Si les femmes sont pour l'instant encore tolérées dans l'espace public, elles en sont de plus en plus exclues. L'Afghanistan semble glisser vers un véritable "apartheid des femmes".
"On ne serait pas étonnées si bientôt on nous disait de simplement rester chez nous, puisque tout nous est interdit: l'école, l'université, les parcs, les salles de sport, la fonction publique", déplore Hamida Aman. "Le monde des femmes se restreint et on se sent dévalorisées. Au fur et à mesure, les femmes afghanes réalisent que leur vie n'a plus d'importance et personne ne s'en préoccupe".
Appel à la solidarité
Face à cette situation, plus d’1,6 million d'Afghans et d'Afghanes ont fui leur pays, selon l'ONU. La majorité ont trouvé refuge dans les pays voisins et d’autres sont arrivés en Europe. Ainsi, en deux ans, les demandes de visas humanitaires ont bondi, mais ceux-ci sont délivrés au compte-goutte.

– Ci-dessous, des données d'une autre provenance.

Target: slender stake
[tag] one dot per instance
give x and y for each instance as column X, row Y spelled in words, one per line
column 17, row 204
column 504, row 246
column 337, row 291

Hamida Aman lance un appel à la solidarité pour ces femmes qui "ne sont pas nombreuses". "Je demande à la Suisse, à la France et à tous les autres pays européens d'accorder un visa humanitaire pour les femmes, souvent seules et jeunes, pour qu'elles aient au moins la chance de respirer", clame-t-elle.
"Cet apartheid existe et si on ne fait rien, on est complice", lance Hamida Aman. "On ne peut pas autoriser un pays à effacer 50% de sa population et de l'écraser comme le régime afghan le fait", conclut-elle.